It can be a bit tiresome at times, but I enjoy doing it. Plus it actually helps me improve both my japanese and my english. But it's very time-consuming, and I have less and less spare time these days... That's why I'd like to slow down a bit for the coming months.

As for new english-translated games for PC-98, a lot of nice projects are in the works by others than me ATM. You won't likely run out of good stuff to play anytime soon


----------



## Nikokaro (Aug 22, 2022)

BabaJeanmel said:


> As for new english-translated games for PC-98, a lot of nice projects are in the works by others than me


Sorry to butt in, but what would these other projects be? Where to follow them?


----------



## BabaJeanmel (Aug 22, 2022)

DM sent


----------



## Nikokaro (Aug 22, 2022)

@BabaJeanmel thank you for all you have done for us. Even just porting the translation of Yu-No to Pc-98, making this masterpiece so available on several handheld consoles (through Neko Project II) was a memorable and titanic feat, not to be forgotten.
We hope you will visit us here sometime: you are and always will be welcome. 
In the meantime, I look forward to the completion of your latest effort.


----------



## ecto (Aug 23, 2022)

BabaJeanmel said:


> DM sent


Oohhh. Me too!


----------



## Nikokaro (Aug 23, 2022)

ecto said:


> Oohhh. Me too!


Hi.  He just told me that Dragon Knight 4 translation project is well underway.
https://utreon.com/v/2DVvE9fuakM
Instead I pointed out that the author of Possessioner english translation unfortunately did not give any more updates and I'm afraid he abandoned his project.
https://www.romhacking.net/forum/index.php?topic=27891.0


----------



## BabaJeanmel (Sep 20, 2022)

Lakers II translation is finished, or at least the first pass is! The editing/proofreading phase is 10% done. Here is a gameplay video including the intro, first event scene and first battle of the game. The h-scene has been cut down for obvious reason, while a couple typos you might see have been corrected since.


----------



## BabaJeanmel (Sep 21, 2022)

In the meantime, the patch for Lakers 1 has been updated to 1.1 to properly display apostrophes. The same fix will be applied to Lakers 2 when the translation is released. Download version 1.1 here.


----------



## BabaJeanmel (Nov 5, 2022)

I've been helping out Alpharobo for his Guynarock II translation patch. It's just been released! You can get it there: https://archive.org/details/guynarock-ii-eng-patch













As for Lakers 2, proofreading is now 70% complete. Only 4 chapters remain !


----------



## Nikokaro (Nov 5, 2022)

BabaJeanmel said:


> I've been helping out Alpharobo for his Guynarock II translation patch.

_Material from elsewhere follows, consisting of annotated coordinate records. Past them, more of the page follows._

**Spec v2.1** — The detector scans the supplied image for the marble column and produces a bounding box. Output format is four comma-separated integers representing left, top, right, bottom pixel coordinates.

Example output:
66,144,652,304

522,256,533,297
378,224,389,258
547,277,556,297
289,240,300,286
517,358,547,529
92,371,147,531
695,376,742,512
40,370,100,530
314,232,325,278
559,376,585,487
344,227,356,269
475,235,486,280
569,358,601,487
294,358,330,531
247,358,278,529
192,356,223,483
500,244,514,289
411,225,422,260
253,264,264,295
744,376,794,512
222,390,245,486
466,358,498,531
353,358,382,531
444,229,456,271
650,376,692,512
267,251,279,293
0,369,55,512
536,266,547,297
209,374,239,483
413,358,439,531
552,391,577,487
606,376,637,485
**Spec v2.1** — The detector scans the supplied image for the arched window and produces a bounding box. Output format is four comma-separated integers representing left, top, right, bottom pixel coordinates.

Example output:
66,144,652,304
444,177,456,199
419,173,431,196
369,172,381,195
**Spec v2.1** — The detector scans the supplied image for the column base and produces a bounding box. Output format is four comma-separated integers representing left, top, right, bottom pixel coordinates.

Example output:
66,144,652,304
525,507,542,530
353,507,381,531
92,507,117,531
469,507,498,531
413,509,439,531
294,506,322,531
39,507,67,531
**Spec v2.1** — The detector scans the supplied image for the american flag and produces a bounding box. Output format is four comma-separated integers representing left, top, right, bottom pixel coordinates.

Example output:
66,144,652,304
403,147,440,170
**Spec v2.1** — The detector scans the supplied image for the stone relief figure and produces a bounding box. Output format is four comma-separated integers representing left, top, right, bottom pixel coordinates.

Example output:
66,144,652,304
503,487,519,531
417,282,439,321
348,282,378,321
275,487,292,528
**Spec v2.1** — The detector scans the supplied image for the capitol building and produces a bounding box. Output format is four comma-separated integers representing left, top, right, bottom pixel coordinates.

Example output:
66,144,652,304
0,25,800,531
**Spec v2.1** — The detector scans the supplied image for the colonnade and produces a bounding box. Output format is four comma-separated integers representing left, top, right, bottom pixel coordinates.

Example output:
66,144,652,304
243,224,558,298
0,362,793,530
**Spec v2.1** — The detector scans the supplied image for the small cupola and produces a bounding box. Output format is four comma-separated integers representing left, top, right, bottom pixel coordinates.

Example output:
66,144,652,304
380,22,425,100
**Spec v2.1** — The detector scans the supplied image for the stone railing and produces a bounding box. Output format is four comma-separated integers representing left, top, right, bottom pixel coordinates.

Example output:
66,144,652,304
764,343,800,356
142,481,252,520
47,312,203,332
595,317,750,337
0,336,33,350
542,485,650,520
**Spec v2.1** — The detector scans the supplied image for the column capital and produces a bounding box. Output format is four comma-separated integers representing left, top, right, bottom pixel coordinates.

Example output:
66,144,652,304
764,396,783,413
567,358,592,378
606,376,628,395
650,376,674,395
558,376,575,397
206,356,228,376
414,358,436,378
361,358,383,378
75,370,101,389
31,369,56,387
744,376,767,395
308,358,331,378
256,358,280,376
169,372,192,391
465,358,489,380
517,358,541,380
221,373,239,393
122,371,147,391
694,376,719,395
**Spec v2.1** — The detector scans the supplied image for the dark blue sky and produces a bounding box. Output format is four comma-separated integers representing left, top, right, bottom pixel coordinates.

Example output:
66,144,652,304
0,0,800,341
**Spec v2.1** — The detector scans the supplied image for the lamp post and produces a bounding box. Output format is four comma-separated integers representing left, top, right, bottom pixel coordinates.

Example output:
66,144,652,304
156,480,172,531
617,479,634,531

Hello. What a nice surprise! 
This is a VN/adventure game apparently, or is it? I knew Guynarock R by Sogna but not this one; I don't think this is an hentai game, or am I wrong?

Note: If anyone is unable to patch the game, they can PM me and I will solve their problem.


----------



## BabaJeanmel (Nov 5, 2022)

Nikokaro said:


> Hello. What a nice surprise!
> This is a VN/adventure game apparently, or is it? I knew Guynarock R by Sogna but not this one; I don't think this is an hentai game, or am I wrong?
> 
> Note: If anyone is unable to patch the game, they can PM me and I will solve their problem.


Guynarock and Guynarock 2 were Takeru releases by the doujin team that would become Sogna later. Guynarock R is a remake of the first entry, with big production values involved (professional animation and full dub). 

The series is composed of short ADV games with a strong Alien/The Thing vibe.

As for the Hentai, Guynarock 1 has some tentacle rape scenes. 2 only has some nudity and a bit of body horror. Sogna went a lot nastier with the Viper series. That being said, I would not recommend Guynarock to kids ^^


----------



## Nikokaro (Nov 5, 2022)

BabaJeanmel said:


> I would not recommend Guynarock to kids


And I certainly cannot be considered a kid....   

Well, nice artwork. It reminds me of Rumiko Takahashi's style. And on the PSP it works great; too bad the font comes out a bit too small, but I can still read it. For those who want to play it, remember to load the system disk in the first slot and disk 1 in the second slot of NP2.





P.S. For those interested, I remind you that the two Horny Sweeper titles (tactical-rpg games) are both available in english. If you cannot find them, please let me know.

Edit: I note with regret that this game is incredibly, absurdly, ridiculously short: not even a demo is that short. It was good while it lasted. Welp, what a disappointment! To hell with it!


----------



## ecto (Nov 5, 2022)

Nikokaro said:


> P.S. For those interested, I remind you that the two Horny Sweeper titles (tactical-rpg games) are both available in english. If you cannot find them, please let me know.
> 
> Edit: I note with regret that this game is incredibly, absurdly, ridiculously short: not even a demo is that short. It was good while it lasted. Welp, what a disappointment! To hell with it!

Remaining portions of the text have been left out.